Texas's per-student spending, according to the NEA's Fall 2005 Rankings & Estimates Update, represents a one-percent decrease from the 2003-04 year, dropping us from 36 to 40 on the national report card. And our teachers haven't had a raise since 1999. Trust Texans to raise a collective middle finger to social and economic trends. As college admissions become more competitive and educational achievement becomes more starkly reflected in salaries and social mobility, we're taking a NIMBY approach to funding the only social stepping-stool available to most kids.
Opponents of increasing funding for public education argue that better teacher salaries won't buy better teachers. But I don't hear them making this argument for any other field. Do you hear calls to pay doctors less? Airline pilots? CEOs? While I think it is true that teachers choose their profession out of passion, many potential teachers are actually good at math, so they can figure out that a lot of other careers provide greater long-term financial opportunities with fewer standardized tests. And passion can't pay the mortgage.

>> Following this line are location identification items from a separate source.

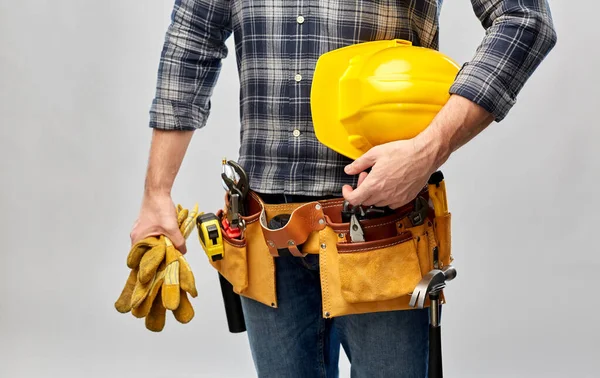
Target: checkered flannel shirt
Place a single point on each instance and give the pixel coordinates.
(277, 44)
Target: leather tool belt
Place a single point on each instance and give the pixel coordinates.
(378, 274)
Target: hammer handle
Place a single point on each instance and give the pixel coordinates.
(435, 352)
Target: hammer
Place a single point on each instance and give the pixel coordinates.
(432, 284)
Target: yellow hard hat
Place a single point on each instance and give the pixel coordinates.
(376, 92)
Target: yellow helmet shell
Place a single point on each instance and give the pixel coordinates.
(377, 92)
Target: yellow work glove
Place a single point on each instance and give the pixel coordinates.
(160, 278)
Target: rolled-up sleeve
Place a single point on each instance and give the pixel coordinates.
(519, 35)
(190, 64)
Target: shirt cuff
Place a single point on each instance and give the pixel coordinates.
(479, 83)
(172, 115)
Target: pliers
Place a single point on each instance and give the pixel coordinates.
(357, 233)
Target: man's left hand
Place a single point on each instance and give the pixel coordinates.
(399, 171)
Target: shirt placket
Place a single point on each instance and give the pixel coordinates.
(296, 90)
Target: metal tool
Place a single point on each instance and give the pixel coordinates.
(235, 180)
(357, 233)
(432, 285)
(437, 193)
(421, 211)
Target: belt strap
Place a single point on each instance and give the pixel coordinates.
(304, 219)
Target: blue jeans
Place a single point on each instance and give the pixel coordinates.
(295, 341)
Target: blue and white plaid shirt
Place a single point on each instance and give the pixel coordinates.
(277, 44)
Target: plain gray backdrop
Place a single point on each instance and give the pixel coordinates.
(76, 82)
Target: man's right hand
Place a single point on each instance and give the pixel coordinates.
(158, 216)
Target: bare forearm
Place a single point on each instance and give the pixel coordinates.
(459, 121)
(167, 151)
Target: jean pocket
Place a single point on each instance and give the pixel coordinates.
(378, 270)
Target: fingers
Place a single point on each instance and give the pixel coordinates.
(178, 240)
(150, 261)
(361, 178)
(362, 163)
(360, 195)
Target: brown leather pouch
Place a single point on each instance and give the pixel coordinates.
(247, 263)
(377, 275)
(360, 277)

At a recent SAISD board meeting, one of our high-school principals told me that, in his opinion, we have the financial incentives backward. The best teachers, he said, are lured or pushed out of the classroom to become teacher trainers - positions that pay more and are less arduous than working with students all day. In his experience, those teachers don't do as much good for students once they're out of the classroom and in the bureacracy. Shouldn't the financial incentives work the other way? he asked.

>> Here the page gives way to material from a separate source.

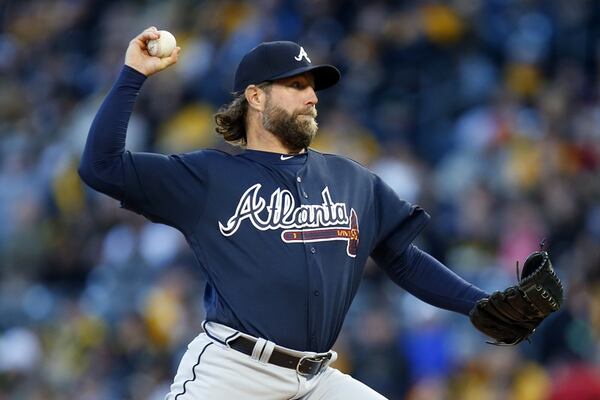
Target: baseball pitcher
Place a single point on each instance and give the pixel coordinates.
(282, 233)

The old adage "you get what you pay for" is as true of education as it is of any other commodity. Morgan Quitno Press, publisher of state-ranking books, puts Texas at 24 in its Smart State list based on factors such as student achievement and personal attention from teachers. And while that grade represents a 9-place improvement over Texas's 2004-05 score, per-student expenditures weren't taken into account this year, and "24" is still middling - a "C" basically. Did your parents accept Cs? Mine sure didn't - but then, I grew up in Minnesota (Average teacher salary: $46, 906; number six in the Morgan Quitno Smart State register).
Considered from a factory-farm perspective (for all you "fiscal conservatives" out there), we're the second-largest producer of students in the nation, but we invest relatively little in our company, and consequently turn out a relatively mediocre product. Which makes us the Super Target of education. Personally, I like Super Target for casual clothes and toiletries, but I'm not going to buy my wedding dress there. Aren't our kids more like a wedding dress than a Juicy-Couture-knockoff sweatsuit?
Texas is not alone in its counterintuitive behavior. According to the NEA, the average teacher salary has risen a mere $10,000 over the past decade - not even enough to keep pace with inflation. For a state that prides itself on its maverick history (and a city that prides itself on its Maverick history), we've done little to distinguish ourselves in education. But now's our chance. The Ledge is in "extraordinary" session and the Republican leadership has promised that we can talk about fixing our schools as soon as we've dealt with the property-tax issue. Let's start the discussion with the single-most important resource in the classroom: the teachers.